CQ TODAY MIDDAY UPDATE
Oct. 5, 2009 – 2:19 p.m.
The House plans to name its conferees for the fiscal 2010 defense authorization bill Tuesday, perhaps setting the stage for final action on the legislation by the end of the week.
Aides said conferees are expected to meet just once, on Oct. 7, signaling that House and Senate authorizers have figured out how to reconcile their differences on several important issues. If all goes according to plan, the House would take up the conference report Oct. 8.
Lawmakers and aides have been meeting since late July to reconcile the House and Senate versions of the bill, which authorizes national security programs run by the Defense and Energy departments.
The House-passed version would authorize expenditures totalling $680.5 billion, while the Senate version would authorize $679.8 billion. Both measures would authorize a 3.4 percent pay raise for the military. President Obama requested a 2.9 percent increase.
Conferees have been grappling with whether to retain a Senate provision unrelated to defense that would extend federal hate-crime laws to offenses motivated by the gender identity, sexual orientation or disability of victims. Two years ago, defense conferees dropped a similar provision out of concern that it could jeopardize final action on the bill, particularly in the House.
Conferees also have confronted whether to authorize continued spending on a second type of engine for the F-35 Joint Strike Fighter, as the House prefers, or to allow funding for only one engine, as the White House and Senate want.
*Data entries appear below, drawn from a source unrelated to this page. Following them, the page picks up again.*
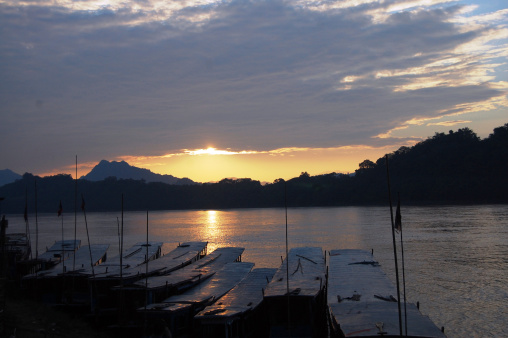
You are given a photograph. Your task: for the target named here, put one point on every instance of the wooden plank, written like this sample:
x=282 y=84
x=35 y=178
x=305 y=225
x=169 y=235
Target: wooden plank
x=362 y=300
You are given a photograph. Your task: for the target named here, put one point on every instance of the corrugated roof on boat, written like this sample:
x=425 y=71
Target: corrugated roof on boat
x=210 y=290
x=224 y=280
x=248 y=294
x=67 y=246
x=200 y=269
x=81 y=261
x=179 y=257
x=361 y=295
x=306 y=273
x=132 y=257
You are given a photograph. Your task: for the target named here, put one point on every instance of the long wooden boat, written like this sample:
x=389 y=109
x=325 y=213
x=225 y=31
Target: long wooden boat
x=296 y=307
x=59 y=251
x=362 y=300
x=94 y=287
x=16 y=247
x=157 y=288
x=183 y=255
x=239 y=313
x=51 y=284
x=177 y=311
x=124 y=300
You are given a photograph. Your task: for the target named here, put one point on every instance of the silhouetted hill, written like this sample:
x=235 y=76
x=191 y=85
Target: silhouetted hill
x=8 y=176
x=453 y=168
x=122 y=170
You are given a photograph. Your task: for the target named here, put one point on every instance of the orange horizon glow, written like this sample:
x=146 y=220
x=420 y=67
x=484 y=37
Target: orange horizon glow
x=212 y=164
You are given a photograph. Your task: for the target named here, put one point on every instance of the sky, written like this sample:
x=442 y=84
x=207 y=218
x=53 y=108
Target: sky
x=248 y=89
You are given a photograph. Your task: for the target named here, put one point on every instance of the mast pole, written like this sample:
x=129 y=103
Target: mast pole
x=36 y=225
x=403 y=268
x=287 y=258
x=394 y=246
x=75 y=214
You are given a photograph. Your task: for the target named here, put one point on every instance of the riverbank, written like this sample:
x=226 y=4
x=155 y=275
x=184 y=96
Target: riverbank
x=23 y=317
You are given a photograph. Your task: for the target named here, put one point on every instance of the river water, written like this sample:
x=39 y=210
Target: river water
x=456 y=257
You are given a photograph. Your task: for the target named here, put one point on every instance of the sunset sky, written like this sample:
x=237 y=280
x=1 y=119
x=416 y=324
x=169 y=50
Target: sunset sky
x=261 y=89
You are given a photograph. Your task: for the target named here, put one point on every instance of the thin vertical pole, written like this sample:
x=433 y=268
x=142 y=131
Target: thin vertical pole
x=403 y=274
x=287 y=259
x=27 y=224
x=394 y=246
x=146 y=276
x=75 y=214
x=36 y=225
x=121 y=248
x=62 y=258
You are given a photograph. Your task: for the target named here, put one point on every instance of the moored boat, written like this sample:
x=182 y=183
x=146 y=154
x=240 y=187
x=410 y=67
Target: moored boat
x=362 y=302
x=177 y=312
x=296 y=306
x=157 y=288
x=239 y=313
x=51 y=284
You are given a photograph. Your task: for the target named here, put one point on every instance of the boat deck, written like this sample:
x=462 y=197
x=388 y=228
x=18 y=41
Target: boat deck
x=136 y=255
x=306 y=274
x=363 y=302
x=199 y=270
x=246 y=296
x=54 y=253
x=183 y=255
x=76 y=261
x=210 y=290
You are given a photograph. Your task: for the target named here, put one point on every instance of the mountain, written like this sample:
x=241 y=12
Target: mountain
x=8 y=176
x=122 y=170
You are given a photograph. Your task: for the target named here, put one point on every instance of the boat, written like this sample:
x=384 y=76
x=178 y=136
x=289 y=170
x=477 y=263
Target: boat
x=94 y=286
x=362 y=302
x=155 y=289
x=17 y=249
x=51 y=284
x=183 y=255
x=59 y=251
x=177 y=312
x=296 y=306
x=239 y=313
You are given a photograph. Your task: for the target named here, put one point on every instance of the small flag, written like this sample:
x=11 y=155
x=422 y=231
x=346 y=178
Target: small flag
x=25 y=215
x=398 y=218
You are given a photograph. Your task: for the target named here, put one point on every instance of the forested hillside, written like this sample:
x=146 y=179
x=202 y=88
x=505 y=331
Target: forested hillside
x=457 y=167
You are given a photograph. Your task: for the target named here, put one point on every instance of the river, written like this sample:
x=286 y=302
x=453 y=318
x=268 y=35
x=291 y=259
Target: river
x=456 y=257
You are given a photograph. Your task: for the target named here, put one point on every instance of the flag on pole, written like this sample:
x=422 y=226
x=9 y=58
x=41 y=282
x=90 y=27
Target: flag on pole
x=398 y=218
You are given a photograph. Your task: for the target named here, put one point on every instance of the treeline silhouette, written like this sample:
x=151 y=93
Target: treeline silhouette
x=453 y=168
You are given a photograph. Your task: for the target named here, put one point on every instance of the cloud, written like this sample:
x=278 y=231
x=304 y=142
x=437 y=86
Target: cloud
x=141 y=78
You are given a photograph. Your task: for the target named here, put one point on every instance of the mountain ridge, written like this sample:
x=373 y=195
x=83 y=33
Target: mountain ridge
x=123 y=170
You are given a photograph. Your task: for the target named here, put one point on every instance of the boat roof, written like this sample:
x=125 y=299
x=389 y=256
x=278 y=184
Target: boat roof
x=68 y=245
x=247 y=295
x=81 y=261
x=201 y=269
x=179 y=257
x=132 y=257
x=360 y=296
x=210 y=290
x=306 y=274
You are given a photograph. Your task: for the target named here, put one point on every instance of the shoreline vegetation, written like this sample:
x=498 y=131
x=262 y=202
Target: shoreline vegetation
x=24 y=317
x=453 y=168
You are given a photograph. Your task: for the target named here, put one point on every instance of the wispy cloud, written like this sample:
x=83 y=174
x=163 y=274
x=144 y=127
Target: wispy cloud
x=144 y=78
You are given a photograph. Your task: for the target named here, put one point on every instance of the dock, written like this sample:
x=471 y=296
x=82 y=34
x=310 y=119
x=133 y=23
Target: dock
x=362 y=302
x=298 y=304
x=239 y=313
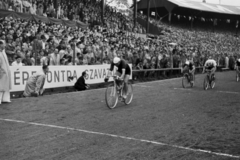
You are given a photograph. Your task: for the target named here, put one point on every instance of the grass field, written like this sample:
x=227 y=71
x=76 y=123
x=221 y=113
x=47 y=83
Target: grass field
x=164 y=121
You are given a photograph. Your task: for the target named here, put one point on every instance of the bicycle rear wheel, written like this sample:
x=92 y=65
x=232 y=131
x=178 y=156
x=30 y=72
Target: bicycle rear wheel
x=237 y=77
x=213 y=82
x=206 y=83
x=192 y=80
x=129 y=98
x=185 y=81
x=111 y=96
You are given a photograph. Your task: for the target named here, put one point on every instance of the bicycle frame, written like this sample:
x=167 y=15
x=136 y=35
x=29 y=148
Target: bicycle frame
x=118 y=87
x=208 y=75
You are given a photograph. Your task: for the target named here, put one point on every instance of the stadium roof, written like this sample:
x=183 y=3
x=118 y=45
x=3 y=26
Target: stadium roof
x=205 y=7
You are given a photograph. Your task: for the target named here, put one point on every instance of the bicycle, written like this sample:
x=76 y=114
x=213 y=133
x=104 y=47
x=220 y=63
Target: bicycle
x=237 y=75
x=115 y=91
x=187 y=79
x=208 y=81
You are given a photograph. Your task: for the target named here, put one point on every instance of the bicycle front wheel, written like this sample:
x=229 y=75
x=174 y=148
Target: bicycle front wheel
x=185 y=81
x=111 y=96
x=237 y=77
x=205 y=83
x=129 y=98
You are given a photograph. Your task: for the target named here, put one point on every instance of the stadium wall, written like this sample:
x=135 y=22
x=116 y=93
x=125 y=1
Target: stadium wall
x=58 y=75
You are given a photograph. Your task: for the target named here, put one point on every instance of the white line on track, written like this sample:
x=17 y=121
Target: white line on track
x=122 y=137
x=229 y=92
x=140 y=85
x=182 y=88
x=98 y=89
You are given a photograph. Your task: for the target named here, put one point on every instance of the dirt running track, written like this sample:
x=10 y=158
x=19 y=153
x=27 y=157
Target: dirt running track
x=164 y=122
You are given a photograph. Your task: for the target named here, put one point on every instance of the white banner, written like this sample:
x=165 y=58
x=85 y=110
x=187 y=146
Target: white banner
x=58 y=75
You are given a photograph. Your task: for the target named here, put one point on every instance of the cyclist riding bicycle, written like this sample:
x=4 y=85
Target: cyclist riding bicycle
x=211 y=65
x=189 y=68
x=123 y=72
x=238 y=65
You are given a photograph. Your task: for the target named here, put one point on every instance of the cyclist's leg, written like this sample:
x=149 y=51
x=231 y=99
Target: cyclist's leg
x=192 y=75
x=185 y=70
x=213 y=70
x=118 y=74
x=125 y=88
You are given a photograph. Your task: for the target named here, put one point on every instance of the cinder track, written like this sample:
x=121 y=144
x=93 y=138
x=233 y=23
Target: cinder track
x=164 y=121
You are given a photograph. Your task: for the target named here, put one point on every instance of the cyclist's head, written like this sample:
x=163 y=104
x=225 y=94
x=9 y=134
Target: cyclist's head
x=116 y=60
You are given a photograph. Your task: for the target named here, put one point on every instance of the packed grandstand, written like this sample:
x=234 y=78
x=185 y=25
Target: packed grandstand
x=72 y=34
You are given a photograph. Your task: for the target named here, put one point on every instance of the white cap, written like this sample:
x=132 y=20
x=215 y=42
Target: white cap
x=116 y=60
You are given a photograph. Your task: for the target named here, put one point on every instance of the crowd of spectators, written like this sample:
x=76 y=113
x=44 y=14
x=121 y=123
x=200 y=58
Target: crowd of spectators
x=35 y=43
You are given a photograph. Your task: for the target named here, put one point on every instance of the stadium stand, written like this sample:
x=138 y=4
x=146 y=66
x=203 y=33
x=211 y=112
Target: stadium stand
x=37 y=42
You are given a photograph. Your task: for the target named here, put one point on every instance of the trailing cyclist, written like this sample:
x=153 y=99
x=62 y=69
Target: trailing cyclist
x=189 y=68
x=210 y=65
x=237 y=66
x=123 y=72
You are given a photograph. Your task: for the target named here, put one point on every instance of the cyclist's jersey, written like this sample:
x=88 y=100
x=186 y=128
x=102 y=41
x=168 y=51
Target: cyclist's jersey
x=122 y=65
x=238 y=62
x=189 y=64
x=209 y=64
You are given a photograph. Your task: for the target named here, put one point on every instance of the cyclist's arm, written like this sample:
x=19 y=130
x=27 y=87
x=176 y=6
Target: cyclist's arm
x=193 y=68
x=110 y=70
x=123 y=74
x=214 y=66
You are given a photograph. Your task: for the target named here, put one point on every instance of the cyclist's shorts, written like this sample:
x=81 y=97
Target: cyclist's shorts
x=209 y=67
x=128 y=70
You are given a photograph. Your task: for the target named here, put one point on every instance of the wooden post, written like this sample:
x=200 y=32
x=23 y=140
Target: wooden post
x=74 y=53
x=148 y=10
x=135 y=14
x=102 y=12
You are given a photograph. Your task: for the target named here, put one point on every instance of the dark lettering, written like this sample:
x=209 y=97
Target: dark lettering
x=91 y=76
x=16 y=78
x=75 y=74
x=33 y=72
x=87 y=76
x=63 y=75
x=69 y=74
x=100 y=73
x=24 y=78
x=104 y=73
x=49 y=77
x=95 y=74
x=56 y=76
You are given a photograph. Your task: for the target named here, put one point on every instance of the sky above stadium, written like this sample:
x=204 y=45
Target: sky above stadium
x=223 y=2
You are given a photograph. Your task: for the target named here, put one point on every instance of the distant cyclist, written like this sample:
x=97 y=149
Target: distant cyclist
x=238 y=65
x=123 y=72
x=188 y=67
x=211 y=65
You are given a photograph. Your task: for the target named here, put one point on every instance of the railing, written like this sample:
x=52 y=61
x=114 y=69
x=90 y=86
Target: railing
x=164 y=73
x=137 y=75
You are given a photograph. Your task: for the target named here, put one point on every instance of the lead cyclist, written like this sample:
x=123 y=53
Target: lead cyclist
x=211 y=65
x=123 y=72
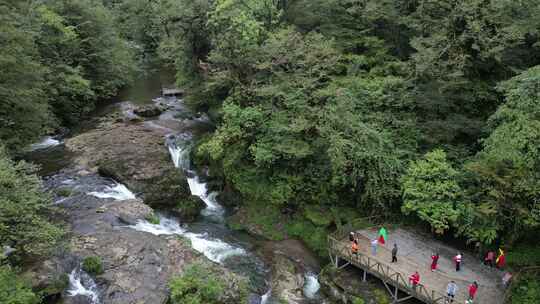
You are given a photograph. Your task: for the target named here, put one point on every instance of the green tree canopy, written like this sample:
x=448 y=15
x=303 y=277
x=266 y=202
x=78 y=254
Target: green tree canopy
x=432 y=192
x=24 y=210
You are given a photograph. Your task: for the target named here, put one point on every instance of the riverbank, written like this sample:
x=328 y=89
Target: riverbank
x=121 y=167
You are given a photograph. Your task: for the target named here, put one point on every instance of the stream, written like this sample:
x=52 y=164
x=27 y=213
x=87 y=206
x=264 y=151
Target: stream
x=208 y=235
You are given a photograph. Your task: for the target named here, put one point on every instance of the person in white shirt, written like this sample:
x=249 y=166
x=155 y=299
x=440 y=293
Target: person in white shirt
x=451 y=290
x=374 y=244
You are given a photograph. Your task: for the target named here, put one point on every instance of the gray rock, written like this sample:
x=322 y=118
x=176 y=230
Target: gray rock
x=148 y=111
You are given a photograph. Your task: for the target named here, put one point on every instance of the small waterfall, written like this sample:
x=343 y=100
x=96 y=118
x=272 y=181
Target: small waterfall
x=81 y=284
x=266 y=296
x=47 y=142
x=214 y=249
x=311 y=286
x=213 y=208
x=118 y=192
x=179 y=155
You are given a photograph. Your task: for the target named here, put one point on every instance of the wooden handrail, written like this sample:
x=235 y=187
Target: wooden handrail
x=385 y=273
x=343 y=230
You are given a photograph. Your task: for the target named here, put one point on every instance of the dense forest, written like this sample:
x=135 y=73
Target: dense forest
x=325 y=110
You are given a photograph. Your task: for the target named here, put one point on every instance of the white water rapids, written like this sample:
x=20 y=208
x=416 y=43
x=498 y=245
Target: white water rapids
x=118 y=192
x=77 y=288
x=214 y=249
x=45 y=143
x=311 y=286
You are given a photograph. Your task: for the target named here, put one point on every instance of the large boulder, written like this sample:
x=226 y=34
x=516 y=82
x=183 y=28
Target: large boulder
x=137 y=265
x=189 y=209
x=148 y=111
x=287 y=281
x=135 y=155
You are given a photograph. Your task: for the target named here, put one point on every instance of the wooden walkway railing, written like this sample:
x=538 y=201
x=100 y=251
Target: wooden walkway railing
x=391 y=278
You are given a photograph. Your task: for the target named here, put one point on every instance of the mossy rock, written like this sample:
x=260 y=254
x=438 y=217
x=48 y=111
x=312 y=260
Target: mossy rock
x=189 y=208
x=152 y=218
x=319 y=216
x=93 y=265
x=166 y=190
x=64 y=192
x=56 y=287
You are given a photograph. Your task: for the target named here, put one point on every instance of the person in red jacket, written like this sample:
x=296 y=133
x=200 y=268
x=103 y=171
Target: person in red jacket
x=434 y=261
x=501 y=259
x=354 y=247
x=414 y=279
x=473 y=288
x=490 y=258
x=457 y=259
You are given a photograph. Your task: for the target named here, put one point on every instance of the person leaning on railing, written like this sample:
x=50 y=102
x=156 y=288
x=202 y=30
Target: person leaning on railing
x=354 y=246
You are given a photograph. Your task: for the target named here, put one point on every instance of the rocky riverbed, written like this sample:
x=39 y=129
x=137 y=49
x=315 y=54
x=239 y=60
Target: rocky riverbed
x=121 y=170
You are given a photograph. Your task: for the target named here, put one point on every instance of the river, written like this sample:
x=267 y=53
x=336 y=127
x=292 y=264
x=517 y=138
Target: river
x=209 y=234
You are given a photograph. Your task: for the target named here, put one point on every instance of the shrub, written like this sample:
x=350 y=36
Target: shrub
x=153 y=218
x=93 y=265
x=381 y=297
x=358 y=301
x=197 y=285
x=13 y=290
x=524 y=255
x=527 y=291
x=22 y=198
x=315 y=237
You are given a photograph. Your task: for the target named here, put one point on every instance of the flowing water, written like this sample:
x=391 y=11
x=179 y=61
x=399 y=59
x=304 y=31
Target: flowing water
x=81 y=284
x=117 y=191
x=209 y=235
x=45 y=143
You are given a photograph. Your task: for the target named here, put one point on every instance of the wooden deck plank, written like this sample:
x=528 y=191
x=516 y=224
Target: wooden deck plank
x=413 y=256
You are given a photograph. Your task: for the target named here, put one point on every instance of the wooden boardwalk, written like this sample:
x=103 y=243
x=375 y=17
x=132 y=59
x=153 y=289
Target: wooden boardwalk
x=413 y=256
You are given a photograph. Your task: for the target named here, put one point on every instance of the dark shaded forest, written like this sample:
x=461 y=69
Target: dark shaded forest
x=325 y=110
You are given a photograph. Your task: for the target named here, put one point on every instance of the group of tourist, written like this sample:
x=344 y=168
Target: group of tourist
x=414 y=279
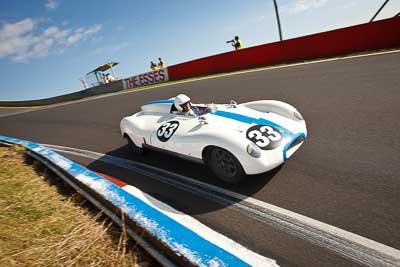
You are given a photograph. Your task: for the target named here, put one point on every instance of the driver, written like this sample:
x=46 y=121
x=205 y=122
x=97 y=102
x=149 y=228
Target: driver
x=184 y=107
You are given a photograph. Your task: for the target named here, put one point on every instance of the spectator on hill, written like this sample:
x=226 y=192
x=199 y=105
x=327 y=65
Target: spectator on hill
x=236 y=43
x=161 y=63
x=153 y=66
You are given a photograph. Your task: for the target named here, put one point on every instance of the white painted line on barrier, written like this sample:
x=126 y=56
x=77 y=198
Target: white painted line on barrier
x=213 y=76
x=344 y=243
x=207 y=233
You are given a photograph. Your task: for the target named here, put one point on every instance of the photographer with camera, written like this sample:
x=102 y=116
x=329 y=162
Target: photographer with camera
x=236 y=43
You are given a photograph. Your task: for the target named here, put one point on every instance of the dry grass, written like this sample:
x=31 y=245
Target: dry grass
x=43 y=222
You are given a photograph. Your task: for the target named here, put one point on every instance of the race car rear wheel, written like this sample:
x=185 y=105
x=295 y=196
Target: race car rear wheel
x=225 y=165
x=137 y=150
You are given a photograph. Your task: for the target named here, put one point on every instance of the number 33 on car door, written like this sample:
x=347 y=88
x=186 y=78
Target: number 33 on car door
x=165 y=132
x=265 y=137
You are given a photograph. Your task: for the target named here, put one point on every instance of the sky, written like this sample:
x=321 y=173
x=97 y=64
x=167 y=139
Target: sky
x=47 y=45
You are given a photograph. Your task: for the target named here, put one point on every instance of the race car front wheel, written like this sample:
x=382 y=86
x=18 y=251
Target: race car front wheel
x=137 y=150
x=225 y=165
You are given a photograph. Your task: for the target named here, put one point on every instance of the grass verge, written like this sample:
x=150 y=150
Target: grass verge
x=43 y=222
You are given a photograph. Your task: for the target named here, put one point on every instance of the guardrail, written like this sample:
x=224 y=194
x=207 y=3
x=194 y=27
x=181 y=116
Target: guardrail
x=166 y=239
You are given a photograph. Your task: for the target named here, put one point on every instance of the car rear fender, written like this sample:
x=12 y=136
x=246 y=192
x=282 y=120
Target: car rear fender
x=275 y=106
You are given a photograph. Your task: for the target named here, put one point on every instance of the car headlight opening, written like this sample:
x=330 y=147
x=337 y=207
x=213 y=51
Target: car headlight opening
x=253 y=150
x=298 y=116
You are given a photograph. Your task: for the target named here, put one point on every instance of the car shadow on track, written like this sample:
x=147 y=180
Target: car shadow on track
x=181 y=199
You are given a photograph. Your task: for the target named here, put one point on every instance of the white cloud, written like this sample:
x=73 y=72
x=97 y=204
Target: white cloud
x=110 y=49
x=21 y=41
x=303 y=5
x=51 y=4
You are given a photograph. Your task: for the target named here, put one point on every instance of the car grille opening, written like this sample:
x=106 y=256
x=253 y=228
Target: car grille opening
x=296 y=143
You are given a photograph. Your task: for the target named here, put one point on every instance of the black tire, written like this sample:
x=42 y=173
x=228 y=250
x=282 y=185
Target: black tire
x=137 y=150
x=224 y=165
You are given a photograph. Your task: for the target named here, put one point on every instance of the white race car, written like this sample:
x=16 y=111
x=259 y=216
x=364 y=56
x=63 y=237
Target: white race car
x=233 y=140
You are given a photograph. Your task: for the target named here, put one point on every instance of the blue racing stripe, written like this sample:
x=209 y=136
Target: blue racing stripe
x=168 y=101
x=250 y=120
x=288 y=135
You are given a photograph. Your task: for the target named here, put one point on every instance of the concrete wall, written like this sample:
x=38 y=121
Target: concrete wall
x=369 y=36
x=97 y=90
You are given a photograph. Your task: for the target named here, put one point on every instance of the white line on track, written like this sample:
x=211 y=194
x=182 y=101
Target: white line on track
x=346 y=244
x=214 y=76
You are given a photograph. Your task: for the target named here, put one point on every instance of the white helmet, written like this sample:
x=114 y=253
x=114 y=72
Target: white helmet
x=180 y=100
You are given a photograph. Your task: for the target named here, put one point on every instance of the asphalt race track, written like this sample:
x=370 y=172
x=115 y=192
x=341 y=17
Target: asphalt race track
x=347 y=174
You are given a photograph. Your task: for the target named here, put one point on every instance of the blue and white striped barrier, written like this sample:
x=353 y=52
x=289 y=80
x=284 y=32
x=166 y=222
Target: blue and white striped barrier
x=180 y=233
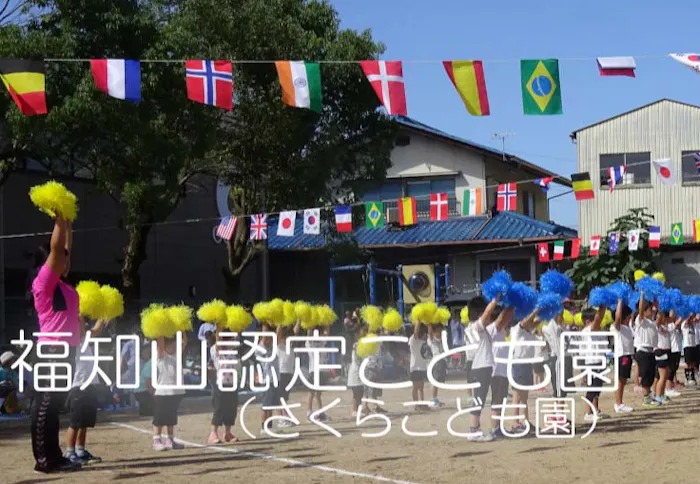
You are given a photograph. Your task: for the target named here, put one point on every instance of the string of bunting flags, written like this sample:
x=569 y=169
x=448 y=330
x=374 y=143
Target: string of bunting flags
x=473 y=205
x=614 y=239
x=211 y=81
The House bill, but not the Senate version, would restrict Obama’s ability to move detainees at the U.S. prison at Guantánamo Bay, Cuba, from being released into the United States or transferred to U.S. jails until the president submits a plan to Congress. Republicans on the House Armed Services Committee fought to make the transfer provisions more stringent and are likely to raise the issue again in conference.